Growing Aromatherapy Plants
Many gardeners already grow aromatherapy plants, albeit for different reasons. For instance, herbs are grown for their use in cooking, but many contain essential oils that also come to play in the therapeutic arena. Basil is one such herb, and it was even used in ancient Greek baths and massage oils for its fragrance. Nowadays, it's most commonly used to treat fatigue, anxiety, and depression, as a nerve tonic, and as a treatment for bronchitis, the common cold, and indigestion. Meant for use in either hot or cold baths, the effect is invigorating and helps with blood circulation. Basil can also be combined with thyme oil to create a strong antiseptic. It's important to note that basil essential oil is not recommended for treating ailments among pregnant women.

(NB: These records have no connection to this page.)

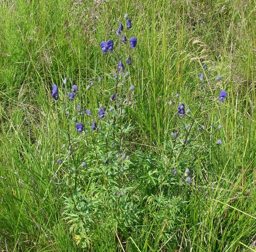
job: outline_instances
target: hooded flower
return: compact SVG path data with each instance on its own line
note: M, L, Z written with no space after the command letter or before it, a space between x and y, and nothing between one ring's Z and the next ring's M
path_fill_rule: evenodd
M99 116L101 119L103 119L105 118L105 111L106 109L104 108L100 109L99 110Z
M121 23L119 26L119 29L120 29L121 31L122 31L123 30L123 26L122 23Z
M220 102L223 102L227 95L228 94L227 93L227 92L226 91L224 91L224 90L222 90L219 92L219 101Z
M69 100L71 101L74 101L74 99L75 99L74 94L72 92L70 92L68 93L68 96L69 97Z
M119 61L119 63L118 63L118 73L120 72L120 70L122 69L122 72L123 73L124 73L124 66L123 65L123 62L122 62L122 60L120 60Z
M137 38L136 38L135 37L132 37L130 38L130 45L133 49L134 49L135 48L137 44Z
M75 124L75 128L76 128L76 130L79 133L81 133L83 131L83 129L84 128L84 125L82 122L77 122Z
M178 113L180 115L185 116L185 105L181 103L178 108Z
M114 42L113 40L109 40L107 43L108 49L110 52L113 51L113 47L114 47Z
M57 85L55 84L52 84L52 91L51 96L55 101L57 101L59 99L59 89Z
M129 31L132 28L132 25L131 19L127 19L126 21L126 27L127 28L127 30Z
M106 54L108 49L107 43L105 41L102 41L99 44L99 46L100 47L101 51Z
M77 92L77 91L78 91L78 88L77 87L77 86L76 86L76 85L73 85L73 86L72 87L71 90L72 90L72 92Z
M95 130L97 130L97 124L96 124L95 121L94 120L92 124L92 131L94 131Z

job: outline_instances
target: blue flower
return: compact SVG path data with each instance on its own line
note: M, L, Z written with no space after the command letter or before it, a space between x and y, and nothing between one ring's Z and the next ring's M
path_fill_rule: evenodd
M90 117L92 115L92 112L91 112L91 110L89 110L89 109L87 109L85 111L85 113L89 117Z
M59 89L57 85L55 84L52 84L52 91L51 96L55 101L57 101L59 99Z
M216 143L216 144L217 145L221 145L222 144L222 141L221 140L218 140L217 142Z
M124 34L123 35L123 38L122 39L122 41L123 41L123 43L125 45L126 45L126 41L127 41L127 39L125 37L125 35Z
M94 131L95 130L96 130L97 129L97 126L96 123L95 122L95 121L93 120L93 121L92 122L92 131Z
M99 44L99 46L100 47L101 51L106 54L108 49L107 43L105 41L102 41Z
M74 101L75 97L74 94L73 93L71 92L68 93L68 96L69 97L69 100L70 101Z
M113 47L114 47L114 41L113 40L109 40L107 43L108 49L110 52L113 51Z
M78 88L76 85L73 85L71 88L71 90L73 92L77 92L78 91Z
M224 91L224 90L222 90L219 92L219 101L220 102L223 102L227 95L228 94L227 93L227 92L226 91Z
M118 63L118 73L119 73L120 72L120 70L122 69L122 71L123 73L124 73L124 66L123 65L123 62L122 62L122 60L120 60L119 61L119 63Z
M134 49L135 48L137 44L137 38L136 38L135 37L132 37L130 38L130 45L133 49Z
M131 19L127 19L126 21L126 27L127 30L129 31L132 26L132 22L131 21Z
M125 60L125 62L127 65L131 65L132 64L132 59L131 57L128 57Z
M203 81L205 79L204 75L202 73L200 73L200 74L199 75L199 79L202 81Z
M178 113L180 115L185 116L185 105L181 103L178 108Z
M121 35L121 31L120 31L120 28L119 27L118 27L116 29L116 33L117 36Z
M76 130L79 133L81 133L83 131L83 129L84 128L84 125L82 122L77 122L75 124L75 128L76 128Z

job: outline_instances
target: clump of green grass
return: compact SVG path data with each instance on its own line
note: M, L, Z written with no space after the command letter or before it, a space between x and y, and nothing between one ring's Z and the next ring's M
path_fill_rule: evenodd
M252 3L234 1L2 3L0 247L82 251L86 244L92 251L256 250L255 11ZM166 131L176 125L167 103L172 92L178 93L196 111L196 77L205 62L216 62L214 74L222 77L212 87L213 95L222 89L228 95L224 108L206 107L202 124L222 125L223 144L195 160L188 194L160 195L160 205L169 201L158 212L149 200L141 206L144 218L139 226L117 224L115 216L103 215L90 236L78 234L64 219L65 190L50 183L62 126L53 112L50 87L67 75L85 90L91 79L114 71L98 44L115 37L116 19L125 12L138 38L130 73L137 103L128 118L136 128L131 149L144 153L141 163L147 170L145 157L149 164L155 156L168 160ZM103 83L107 89L110 83ZM92 106L99 95L92 94ZM140 186L144 195L148 193Z

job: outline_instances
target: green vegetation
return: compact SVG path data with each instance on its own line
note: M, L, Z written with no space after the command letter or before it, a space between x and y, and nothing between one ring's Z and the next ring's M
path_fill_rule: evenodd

Comfrey and fennel are two other herbs that many gardeners have in their yards. Comfrey, which contains a cell-regenerating compound called allantoin, can be used to treat wounds and skin disorders. Its essential oil is often added to compresses and massage oils. Fennel’s sweet aromatic oil, on the other hand, can be used as both a laxative and a diuretic. The ancient Greeks and Romans ate fennel seeds for strength and sweet-smelling breath, and they also used the herb to ward off evil spirits and kill fleas.

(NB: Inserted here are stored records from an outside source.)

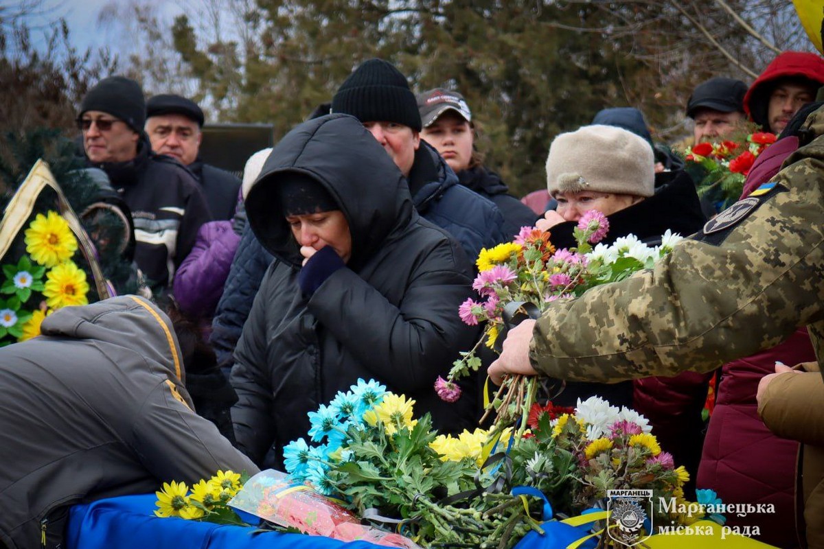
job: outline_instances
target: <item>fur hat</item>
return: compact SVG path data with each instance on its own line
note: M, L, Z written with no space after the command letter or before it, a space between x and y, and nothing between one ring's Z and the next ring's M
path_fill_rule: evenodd
M369 59L356 68L332 98L332 112L361 122L394 122L421 128L414 94L406 77L383 59Z
M561 133L550 146L546 188L558 193L595 191L651 197L655 188L653 147L615 126L583 126Z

Lavender was also used in Roman baths to cleanse the body and ward off evil spirits. Nowadays, the plant is used to treat several ailments, including headaches, nervous exhaustion, and sleeplessness.
Citrus’ essential oils, mostly taken from oranges and lemons, are used in cleaning products, skin treatments, and air fresheners. This oil is either harvested from flowers or collected after cold-pressing fresh fruit peels.
Most gardeners don’t have the sophisticated equipment necessary for extracting essential oils on hand. Still, many of these plants can be collected and used (both fresh or dried) to create herbal remedies that treat the same ailments the oils do. Hang cut plants to dry — sometimes these also form beautiful bouquets. Dried flowers, leaves, and stems can be slightly crumbled and placed into tightly-sealed glass jars for potpourri or added to olive oil to create an aromatic oil. When added to white vinegar, these products make from a sweet-swelling cleanser (a mice contrast to those that have harsh chemical scents).
You can also add your dried flowers and leaves to a carrier oil like coconut or grapeseed oil. These carrier oils “carry” the benefits of essential oils and can either be used in baths or applied topically. This process involves heating the carrier oil over a very low heat for about five hours.
Here are a couple of excellent resources to help you further explore aromatherapy:
Authentic Aromatherapy: Essential Oils and Blends for Health, Beauty, and Home by Sharon Falsetto covers 40 essential oils and their uses. It also provides great information on their basic chemistry and aromatic nature.
The Aromatherapy Garden: Growing Fragrant Plants for Happiness and Well-Being by Kathi Keville.
Keville has several books on aromatherapy, but this one pertains specifically to the gardener. She covers numerous plants used in aromatherapy, home-production, and the benefits of creating a “fragrancescape” in one’s garden.